= Nada Tončić =

Croatian soprano opera singer

Nada Tončić (July 30, 1909 – March 29, 1998) was a Croatian operatic soprano. She was a prima donna at the Croatian National Theatre in Zagreb from 1933 to 1963.
==Biography==
Nada Tončić was born in Syrmian city of Zemun (then in Kingdom of Croatia-Slavonia, Kingdom of Hungary, Austria-Hungary, now in Belgrade Region, Serbia) on July 30, 1909. She studied singing with soprano Nada Eder-Bertić at the Zagreb Academy of Music. Her career began in 1933 in the opera company of the Croatian National Theatre (CNT) where she made her debut as Oscar in Giuseppe Verdi's Un ballo in maschera.

Tončić was a principal soprano at the CNT for thirty years. Her repertoire of approximately 100 roles encompassed both lyric soprano and coloratura soprano parts. Opera characters she portrayed during her career included Anne Trulove in The Rake's Progress, Cio-Cio-San in Madame Butterfly, Concepción in L'heure espagnole, Đula in Ero s onoga svijeta, Euridice in Orfeo ed Euridice, Gilda in Rigoletto, Jelene in Zajc's Nikola Šubić Zrinski, Marženka in The Bartered Bride, Mimì in La bohème, Tatyana in Eugene Onegin, Violetta in La traviata, Zorka in Porin, and the title roles in Adriana Lecouvreur, Lakmé, Manon, and Salome. She retired from the CNT in 1963.

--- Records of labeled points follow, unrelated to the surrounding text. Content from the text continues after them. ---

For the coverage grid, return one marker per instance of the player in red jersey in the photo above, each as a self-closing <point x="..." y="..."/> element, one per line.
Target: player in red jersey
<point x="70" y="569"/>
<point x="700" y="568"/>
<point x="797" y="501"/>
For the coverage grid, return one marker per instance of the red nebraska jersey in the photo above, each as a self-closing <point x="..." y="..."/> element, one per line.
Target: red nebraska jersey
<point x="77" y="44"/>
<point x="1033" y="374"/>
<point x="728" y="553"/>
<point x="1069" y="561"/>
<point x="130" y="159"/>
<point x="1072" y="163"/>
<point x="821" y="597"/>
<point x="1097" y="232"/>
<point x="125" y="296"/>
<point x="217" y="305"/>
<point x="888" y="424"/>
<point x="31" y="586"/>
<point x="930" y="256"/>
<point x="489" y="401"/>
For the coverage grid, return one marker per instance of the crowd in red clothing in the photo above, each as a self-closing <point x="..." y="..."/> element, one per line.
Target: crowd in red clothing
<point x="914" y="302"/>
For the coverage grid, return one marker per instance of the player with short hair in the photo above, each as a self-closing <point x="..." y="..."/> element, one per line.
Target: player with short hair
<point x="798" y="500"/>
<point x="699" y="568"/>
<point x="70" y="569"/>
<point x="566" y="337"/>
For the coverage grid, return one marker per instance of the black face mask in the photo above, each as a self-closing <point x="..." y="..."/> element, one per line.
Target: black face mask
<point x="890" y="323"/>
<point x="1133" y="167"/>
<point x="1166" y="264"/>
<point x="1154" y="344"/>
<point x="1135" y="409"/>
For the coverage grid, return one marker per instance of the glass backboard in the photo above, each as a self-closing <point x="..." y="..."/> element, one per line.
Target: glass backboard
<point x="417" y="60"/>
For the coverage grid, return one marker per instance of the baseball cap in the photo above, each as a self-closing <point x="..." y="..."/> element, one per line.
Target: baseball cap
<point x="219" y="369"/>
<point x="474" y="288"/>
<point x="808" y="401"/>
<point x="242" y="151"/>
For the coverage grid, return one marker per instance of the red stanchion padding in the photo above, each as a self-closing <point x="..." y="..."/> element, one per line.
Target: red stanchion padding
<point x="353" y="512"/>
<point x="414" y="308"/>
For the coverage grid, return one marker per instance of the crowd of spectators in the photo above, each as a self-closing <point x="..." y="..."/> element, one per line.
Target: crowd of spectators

Outside of Croatia she worked as a guest artist at various European opera houses; including all of the major theaters in Yugoslavia. She also gave many performances at the Municipal Theatre of Santiago in Chile where she made her debut as Anne Trulove, and later returned in roles like Cio-Cio-San and Salome.

She died in Varaždin, Croatia, on March 29, 1998, at the age of 88.